By Wyatt P. Gleichauf, Contributing Writer

A Harvard Kennedy School policy research group received a $1.46 million grant last week from a charitable foundation devoted to, among other issues, environmental conservation.

The grant will fund a three-year program by the Energy Technology Innovation Policy research group, aimed at finding methods to reduced greenhouse gases.

The Doris Duke Charitable Foundation chose to give Harvard funds from its $100 million Climate Change Initiative because of the University’s prolonged focus on the issue, according to Kelly S. Gallagher, director of the Energy Technology Innovation Policy research group.

“The fact that Harvard has a ten-year history of studying policy for energy innovation was the decisive factor in Harvard winning this grant,” she said.

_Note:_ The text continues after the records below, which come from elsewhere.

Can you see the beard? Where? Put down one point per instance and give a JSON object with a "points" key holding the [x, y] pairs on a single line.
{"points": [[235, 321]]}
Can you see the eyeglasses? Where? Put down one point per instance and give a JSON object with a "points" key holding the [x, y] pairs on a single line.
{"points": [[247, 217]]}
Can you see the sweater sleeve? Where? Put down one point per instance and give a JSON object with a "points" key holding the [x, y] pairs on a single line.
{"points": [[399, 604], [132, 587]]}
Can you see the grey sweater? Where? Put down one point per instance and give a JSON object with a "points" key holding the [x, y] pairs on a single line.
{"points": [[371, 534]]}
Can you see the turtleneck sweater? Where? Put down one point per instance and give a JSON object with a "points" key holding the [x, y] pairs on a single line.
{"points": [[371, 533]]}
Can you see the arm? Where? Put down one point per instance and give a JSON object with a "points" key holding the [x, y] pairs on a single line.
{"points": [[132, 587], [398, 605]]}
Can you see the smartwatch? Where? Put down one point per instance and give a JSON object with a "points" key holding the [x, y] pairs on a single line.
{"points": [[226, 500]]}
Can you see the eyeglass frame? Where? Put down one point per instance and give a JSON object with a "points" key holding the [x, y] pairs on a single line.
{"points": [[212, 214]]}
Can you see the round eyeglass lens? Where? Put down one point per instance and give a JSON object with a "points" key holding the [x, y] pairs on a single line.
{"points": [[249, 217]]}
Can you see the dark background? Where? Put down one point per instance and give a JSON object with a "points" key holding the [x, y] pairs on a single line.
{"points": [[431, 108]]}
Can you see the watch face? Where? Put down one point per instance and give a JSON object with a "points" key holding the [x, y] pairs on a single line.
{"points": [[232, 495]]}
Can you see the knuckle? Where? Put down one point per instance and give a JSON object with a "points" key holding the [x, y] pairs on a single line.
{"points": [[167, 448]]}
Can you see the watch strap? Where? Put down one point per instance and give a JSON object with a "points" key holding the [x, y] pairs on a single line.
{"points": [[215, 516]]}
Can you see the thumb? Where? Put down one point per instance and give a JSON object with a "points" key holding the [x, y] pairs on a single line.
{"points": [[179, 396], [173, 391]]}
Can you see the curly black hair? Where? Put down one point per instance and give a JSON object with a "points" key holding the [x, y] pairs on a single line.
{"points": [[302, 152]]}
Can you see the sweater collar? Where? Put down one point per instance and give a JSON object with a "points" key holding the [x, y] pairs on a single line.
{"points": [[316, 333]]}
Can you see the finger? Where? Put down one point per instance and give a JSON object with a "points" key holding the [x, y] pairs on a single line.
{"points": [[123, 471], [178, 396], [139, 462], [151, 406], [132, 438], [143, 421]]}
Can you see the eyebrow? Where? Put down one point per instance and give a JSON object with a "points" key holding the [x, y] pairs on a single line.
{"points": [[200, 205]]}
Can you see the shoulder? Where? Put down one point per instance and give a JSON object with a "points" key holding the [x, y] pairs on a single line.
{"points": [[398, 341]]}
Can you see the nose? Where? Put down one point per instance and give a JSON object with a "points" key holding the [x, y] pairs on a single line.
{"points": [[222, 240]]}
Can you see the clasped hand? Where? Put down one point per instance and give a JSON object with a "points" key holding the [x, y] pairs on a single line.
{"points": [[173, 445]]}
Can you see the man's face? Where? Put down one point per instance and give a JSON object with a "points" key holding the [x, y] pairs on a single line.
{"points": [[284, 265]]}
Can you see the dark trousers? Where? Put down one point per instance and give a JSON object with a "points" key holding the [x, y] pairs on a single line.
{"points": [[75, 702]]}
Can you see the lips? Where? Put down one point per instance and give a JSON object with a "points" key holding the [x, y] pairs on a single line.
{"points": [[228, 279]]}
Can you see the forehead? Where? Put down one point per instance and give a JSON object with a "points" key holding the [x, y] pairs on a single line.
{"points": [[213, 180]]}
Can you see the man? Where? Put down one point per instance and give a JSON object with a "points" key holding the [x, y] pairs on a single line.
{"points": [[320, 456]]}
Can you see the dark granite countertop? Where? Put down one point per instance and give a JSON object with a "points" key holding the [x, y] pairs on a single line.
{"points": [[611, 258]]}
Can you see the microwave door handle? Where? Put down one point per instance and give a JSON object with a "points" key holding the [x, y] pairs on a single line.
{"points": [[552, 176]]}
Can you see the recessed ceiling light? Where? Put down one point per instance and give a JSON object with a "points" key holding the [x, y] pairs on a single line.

The grant was one of five that the Foundation announced last Thursday, totalling $6.6 million. Each grant–including those awarded to MIT, Carnegie Mellon, the nonprofit Clean Air Task Force and the Bipartisan Policy Center—has a unique focus.

The Harvard grant aims to speed up the development of clean-energy technologies, according to the Foundation’s press release.

The Kennedy School group will study the efficacy of past and present U.S. policies intended to encourage clean-energy research, as well as the role government and business in Europe, China, Japan, and India play in the development of energy technology.

Andrew Bowman, director of the Climate Change Initiative at the Duke Foundation, expressed confidence in the potential of the grant.

“By focusing these grants on how energy technology innovation occurs and how it can be improved through better policy, the aim is to ensure that tomorrow’s clean energy technologies emerge on an accelerated timeline,” he said, according to the press release.